The Luggage-Smuggled Concertina

Document Type

Thesis

Degree

Master of Fine Arts

Major

Creative Writing

Date of Defense

4-9-2012

Graduate Advisor

Eamonn Wall, PhD

Committee

Drucilla Wall

Thomas Glenn Irwin

Abstract

The Luggage-Smuggled Concertina is a collection of poetry tracing the persona’s struggle for self-awareness, maturity, love, and artistic definition within the inner landscape of a self that is screened against an outer world. Among various themes is a neo-Romantic interest in the ways in which Nature—external nature, meaning land/flora/fauna/sea and sky—reflects and clarifies human consciousness. It is hoped that such poems, many occurring in the first section, are couched in verse that veers away from the Pathetic Fallacy, whereby the persona finds in Nature a pat sympathy with his/her mood. Rather, the poems attempt to come to terms with how Nature further complicates the interior state, rather than simply reflects it. In other ways as well, the persona struggles to attain greater self-awareness. Fleeting recognitions steal through the guarded mind to discover lapses in resistance that enable (perhaps unbeknownst to the persona) growth in feeling, a hard-won, more mature emotional life, one much larger than any given momentary recognition.
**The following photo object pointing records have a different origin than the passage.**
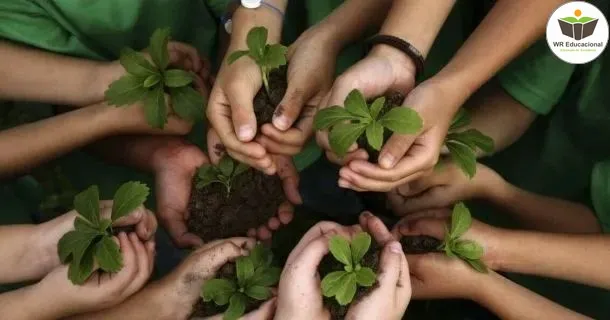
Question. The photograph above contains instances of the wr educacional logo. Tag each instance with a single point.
(577, 27)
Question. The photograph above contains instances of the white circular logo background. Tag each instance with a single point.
(577, 32)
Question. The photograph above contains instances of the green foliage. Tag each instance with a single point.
(91, 239)
(224, 173)
(343, 284)
(348, 124)
(255, 274)
(463, 144)
(467, 250)
(267, 56)
(149, 82)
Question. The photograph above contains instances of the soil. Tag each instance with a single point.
(255, 197)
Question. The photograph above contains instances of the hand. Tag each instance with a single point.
(406, 157)
(102, 290)
(385, 69)
(443, 187)
(310, 74)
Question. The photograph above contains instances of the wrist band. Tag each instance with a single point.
(402, 45)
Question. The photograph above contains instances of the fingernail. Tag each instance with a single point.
(245, 132)
(395, 247)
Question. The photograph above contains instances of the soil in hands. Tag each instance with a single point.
(254, 198)
(330, 264)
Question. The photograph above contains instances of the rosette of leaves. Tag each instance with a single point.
(343, 284)
(267, 56)
(467, 250)
(255, 275)
(149, 82)
(348, 124)
(91, 240)
(463, 144)
(225, 172)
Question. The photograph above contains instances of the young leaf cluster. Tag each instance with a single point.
(224, 173)
(267, 57)
(149, 82)
(343, 284)
(255, 277)
(91, 240)
(463, 145)
(467, 250)
(348, 124)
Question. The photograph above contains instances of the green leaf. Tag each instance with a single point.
(187, 103)
(463, 157)
(257, 40)
(155, 108)
(129, 89)
(360, 246)
(176, 78)
(128, 197)
(376, 107)
(151, 80)
(478, 265)
(237, 307)
(374, 135)
(158, 47)
(356, 104)
(331, 283)
(329, 117)
(219, 290)
(87, 204)
(226, 166)
(236, 55)
(347, 290)
(136, 64)
(402, 120)
(258, 292)
(245, 270)
(340, 249)
(467, 249)
(365, 277)
(460, 220)
(108, 255)
(343, 135)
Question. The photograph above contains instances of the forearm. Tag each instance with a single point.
(35, 75)
(508, 301)
(543, 213)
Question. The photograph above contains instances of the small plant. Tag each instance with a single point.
(349, 123)
(91, 239)
(467, 250)
(463, 145)
(149, 82)
(224, 173)
(267, 56)
(255, 276)
(343, 284)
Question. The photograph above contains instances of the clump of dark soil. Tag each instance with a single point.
(254, 198)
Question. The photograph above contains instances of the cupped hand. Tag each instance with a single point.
(443, 187)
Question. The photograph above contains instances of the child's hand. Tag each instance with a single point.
(443, 187)
(102, 290)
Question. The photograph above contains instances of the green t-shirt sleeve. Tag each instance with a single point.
(537, 79)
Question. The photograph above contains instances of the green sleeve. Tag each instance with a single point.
(537, 79)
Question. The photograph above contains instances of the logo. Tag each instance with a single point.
(577, 32)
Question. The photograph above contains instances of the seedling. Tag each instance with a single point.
(224, 173)
(348, 124)
(467, 250)
(343, 284)
(91, 239)
(149, 82)
(463, 145)
(255, 277)
(267, 56)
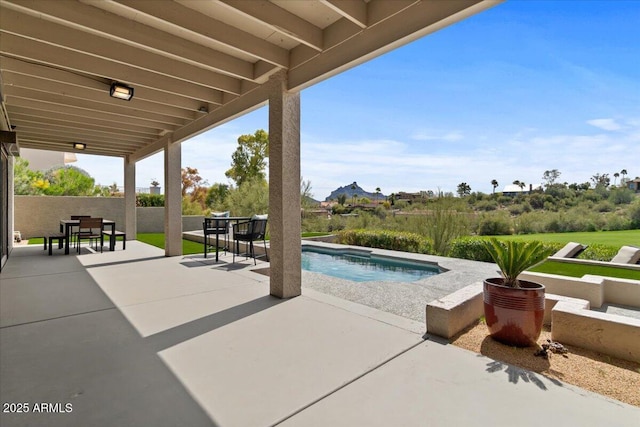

Contexts explored include memory and desire, death of love, and loneliness and yearning, as if they were seeds cast both at home to the Midwest wind, and abroad into the sea breeze of Ireland. In the final section, the impulse of the poet-as-persona to achieve, some day, artistic maturity further defines the self, which is locked in dialogue with artists whose work inspires the persona’s own practice.